La technocratie entend prendre la direction absolue des affaires du monde. Sa volonté de tout contrôler, de tout rentabiliser en étendant le marché aux moindres recoins des activités humaines, atteint des sommets de démesure. Cette soif de conquête de tous les territoires où tente encore de se réfugier un peu d’humanité se traduit de mille façons, mais il est une technologie qui matérialise de manière exemplaire cette volonté de domination totale : la cinquième génération des standards pour les télécommunications par voie hertzienne (sans fil), l’omniprésente 5G, dont on pourrait voir les antennes émettrices s’installer partout.
On vous le dit, on vous le répète, on vous l’assène sans relâche : vous êtes morts d’impatience de voir arriver cette 5G, car avec elle vous pourrez, en une ou deux secondes, télécharger un film sur votre smartphone (que vous mettrez une heure et demie à visionner). Non ? Cela voudrait-il dire que vous n’êtes pas encore un esclave de l’addiction aux technologies de l’hyperconnexion ? Soyez sans crainte, on va tout faire pour que vous succombiez à cette autre épidémie…

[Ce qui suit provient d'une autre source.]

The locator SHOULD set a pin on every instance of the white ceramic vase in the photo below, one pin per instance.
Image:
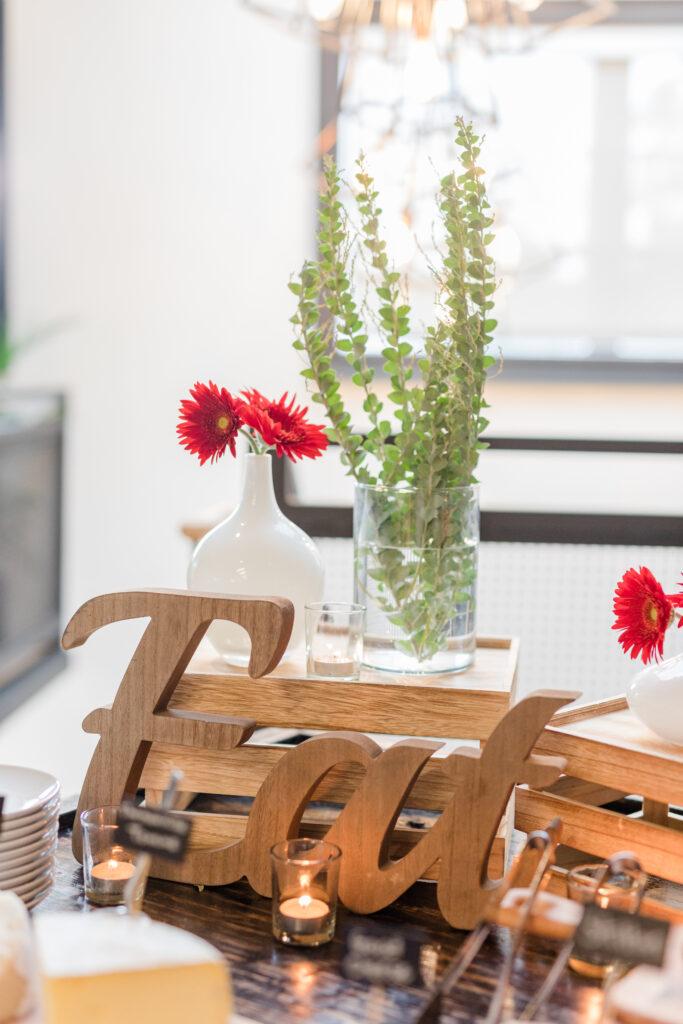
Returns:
(256, 552)
(655, 696)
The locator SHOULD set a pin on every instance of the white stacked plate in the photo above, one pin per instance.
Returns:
(28, 832)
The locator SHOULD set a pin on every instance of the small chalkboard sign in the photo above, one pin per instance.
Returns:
(154, 830)
(383, 955)
(606, 935)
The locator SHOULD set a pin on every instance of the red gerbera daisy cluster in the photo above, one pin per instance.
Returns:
(643, 613)
(284, 426)
(211, 419)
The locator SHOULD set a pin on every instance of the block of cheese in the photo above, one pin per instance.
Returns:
(15, 958)
(647, 995)
(111, 967)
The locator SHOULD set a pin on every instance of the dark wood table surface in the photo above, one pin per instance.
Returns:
(275, 984)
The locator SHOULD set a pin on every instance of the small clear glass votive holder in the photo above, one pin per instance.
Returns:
(305, 877)
(107, 864)
(622, 891)
(334, 639)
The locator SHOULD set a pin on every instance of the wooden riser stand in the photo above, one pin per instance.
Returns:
(466, 707)
(610, 755)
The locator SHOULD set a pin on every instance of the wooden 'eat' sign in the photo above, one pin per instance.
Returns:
(474, 785)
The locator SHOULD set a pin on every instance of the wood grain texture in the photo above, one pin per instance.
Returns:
(159, 702)
(602, 833)
(461, 841)
(467, 706)
(210, 830)
(605, 743)
(242, 771)
(140, 713)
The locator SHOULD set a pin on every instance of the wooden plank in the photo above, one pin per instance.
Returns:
(241, 772)
(392, 706)
(210, 830)
(589, 712)
(586, 793)
(464, 706)
(603, 833)
(629, 766)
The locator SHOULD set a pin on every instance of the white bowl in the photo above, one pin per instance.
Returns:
(655, 696)
(19, 843)
(35, 828)
(28, 873)
(37, 852)
(30, 820)
(26, 790)
(27, 846)
(32, 887)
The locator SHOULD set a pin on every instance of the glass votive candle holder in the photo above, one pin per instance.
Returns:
(107, 864)
(334, 639)
(305, 877)
(621, 889)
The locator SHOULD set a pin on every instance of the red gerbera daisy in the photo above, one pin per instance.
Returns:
(209, 422)
(284, 425)
(643, 612)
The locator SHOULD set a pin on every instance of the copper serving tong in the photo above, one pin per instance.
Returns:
(526, 872)
(620, 863)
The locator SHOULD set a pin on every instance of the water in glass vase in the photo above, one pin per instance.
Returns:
(420, 591)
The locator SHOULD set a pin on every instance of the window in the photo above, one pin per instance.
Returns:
(585, 155)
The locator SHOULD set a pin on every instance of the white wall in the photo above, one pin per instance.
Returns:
(160, 196)
(161, 183)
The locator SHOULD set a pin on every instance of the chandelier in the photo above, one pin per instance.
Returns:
(338, 24)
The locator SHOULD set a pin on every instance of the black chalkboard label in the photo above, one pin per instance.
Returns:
(382, 955)
(606, 935)
(151, 829)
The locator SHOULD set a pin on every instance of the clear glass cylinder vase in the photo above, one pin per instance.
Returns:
(415, 570)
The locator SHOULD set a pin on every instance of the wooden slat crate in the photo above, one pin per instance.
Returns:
(464, 707)
(609, 755)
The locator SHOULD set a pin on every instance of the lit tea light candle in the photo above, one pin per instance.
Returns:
(304, 902)
(335, 665)
(108, 881)
(304, 914)
(114, 870)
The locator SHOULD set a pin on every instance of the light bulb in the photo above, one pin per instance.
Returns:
(325, 10)
(424, 76)
(450, 15)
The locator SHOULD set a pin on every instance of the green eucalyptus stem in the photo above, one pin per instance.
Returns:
(437, 418)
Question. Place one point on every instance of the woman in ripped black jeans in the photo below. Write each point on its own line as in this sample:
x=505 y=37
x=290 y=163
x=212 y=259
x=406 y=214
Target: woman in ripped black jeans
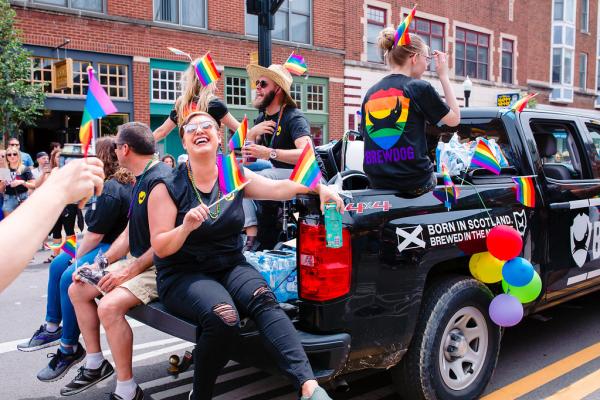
x=202 y=274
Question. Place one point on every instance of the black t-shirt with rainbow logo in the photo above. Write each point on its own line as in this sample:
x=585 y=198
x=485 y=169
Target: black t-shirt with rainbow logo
x=394 y=113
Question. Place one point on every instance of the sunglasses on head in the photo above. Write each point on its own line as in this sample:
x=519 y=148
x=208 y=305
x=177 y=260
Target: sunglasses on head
x=191 y=128
x=261 y=84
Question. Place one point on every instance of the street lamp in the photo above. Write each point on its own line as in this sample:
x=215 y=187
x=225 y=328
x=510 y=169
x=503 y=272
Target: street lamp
x=467 y=86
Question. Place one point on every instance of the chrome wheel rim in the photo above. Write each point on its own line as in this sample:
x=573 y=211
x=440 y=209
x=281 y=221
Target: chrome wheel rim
x=463 y=348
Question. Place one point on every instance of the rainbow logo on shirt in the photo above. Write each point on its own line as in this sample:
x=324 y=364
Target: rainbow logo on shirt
x=386 y=113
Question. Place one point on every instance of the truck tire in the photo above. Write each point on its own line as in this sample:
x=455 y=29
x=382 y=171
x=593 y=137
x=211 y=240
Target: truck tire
x=455 y=346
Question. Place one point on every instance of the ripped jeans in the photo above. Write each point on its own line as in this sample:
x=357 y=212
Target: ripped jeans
x=212 y=300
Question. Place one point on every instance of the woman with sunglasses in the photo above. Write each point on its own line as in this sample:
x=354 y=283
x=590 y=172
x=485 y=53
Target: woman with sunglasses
x=105 y=224
x=196 y=97
x=202 y=274
x=20 y=182
x=394 y=115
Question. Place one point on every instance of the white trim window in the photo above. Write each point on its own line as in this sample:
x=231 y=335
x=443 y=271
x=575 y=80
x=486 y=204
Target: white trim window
x=181 y=12
x=293 y=22
x=85 y=5
x=166 y=85
x=563 y=50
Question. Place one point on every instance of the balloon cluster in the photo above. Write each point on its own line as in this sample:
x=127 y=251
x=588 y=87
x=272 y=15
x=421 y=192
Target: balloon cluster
x=520 y=282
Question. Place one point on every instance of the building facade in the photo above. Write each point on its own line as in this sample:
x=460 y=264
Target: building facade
x=505 y=47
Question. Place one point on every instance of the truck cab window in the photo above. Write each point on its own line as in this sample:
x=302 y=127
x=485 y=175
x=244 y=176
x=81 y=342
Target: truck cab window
x=558 y=148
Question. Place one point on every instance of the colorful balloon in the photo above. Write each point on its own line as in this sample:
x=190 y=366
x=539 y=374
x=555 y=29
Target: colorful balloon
x=485 y=267
x=517 y=272
x=506 y=310
x=504 y=242
x=527 y=293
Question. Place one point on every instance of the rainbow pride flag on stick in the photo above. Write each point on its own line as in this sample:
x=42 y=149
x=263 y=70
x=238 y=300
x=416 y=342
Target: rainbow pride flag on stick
x=525 y=190
x=97 y=105
x=402 y=38
x=239 y=137
x=521 y=104
x=207 y=70
x=70 y=246
x=484 y=158
x=307 y=171
x=295 y=64
x=231 y=178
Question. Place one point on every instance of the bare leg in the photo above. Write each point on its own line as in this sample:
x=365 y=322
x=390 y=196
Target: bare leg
x=112 y=310
x=82 y=296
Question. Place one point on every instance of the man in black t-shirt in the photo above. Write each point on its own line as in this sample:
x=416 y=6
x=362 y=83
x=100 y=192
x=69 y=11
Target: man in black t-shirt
x=129 y=282
x=280 y=132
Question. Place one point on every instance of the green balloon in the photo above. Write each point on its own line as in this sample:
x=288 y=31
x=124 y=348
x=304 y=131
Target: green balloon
x=527 y=293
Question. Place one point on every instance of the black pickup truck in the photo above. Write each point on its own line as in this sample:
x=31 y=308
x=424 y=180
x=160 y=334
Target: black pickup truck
x=398 y=295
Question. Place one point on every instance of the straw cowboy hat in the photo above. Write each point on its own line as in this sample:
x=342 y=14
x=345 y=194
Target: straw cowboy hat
x=278 y=74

L’ennui avec ces gens qui veulent rester sourds au chant des sirènes du progrès techno-scientiste sans limites, c’est qu’ils organisent des résistances qui freinent l’expansion du modèle néolibéral. Ainsi, il y a ces électro-hypersensibles qui développent des symptômes plus ou moins lourds et qui sont toujours plus nombreux suite à l’intensification de l’omniprésent bain d’ondes électromagnétiques. L’OMS qualifie ces gens qui souffrent de victimes d’« intolérance environnementale idiopathique attribuée aux champs électromagnétiques » (IEI-CEM). L’important est le mot idiopathique qui signifie « maladie ou symptôme dont on n’a pu attribuer la cause ». Même s’ils ont des symptômes bien réels, on dira que cela ne vient probablement pas de la 5G ou autres ondes électromagnétiques, que c’est « dans leur tête »… Des hypocondriaques à confier aux psys donc. Notre système immunitaire, particulièrement précieux en ces temps pandémiques, sera lui aussi dans la tourmente des ondes. Et encore toutes les autres oppositions à la 5G pour des raisons de santé seront écartées, avec la même bonne vieille technique des semeurs de doute : les promoteurs de l’hyperconnexion généralisée ont assez de moyens pour trouver les scientifiques mercenaires qui décrédibiliseront les études montrant les graves dangers sanitaires d’un excès d’ondes électromagnétiques. Même si des centaines de scientifiques signent des pétitions adjurant d’appliquer le principe de précaution, rien n’y change : la mégamachine a lancé son offensive 5G et, comme pour le tabac ou l’amiante, fera tout pour cacher le plus longtemps possible les dégâts sanitaires que ce « progrès » causera.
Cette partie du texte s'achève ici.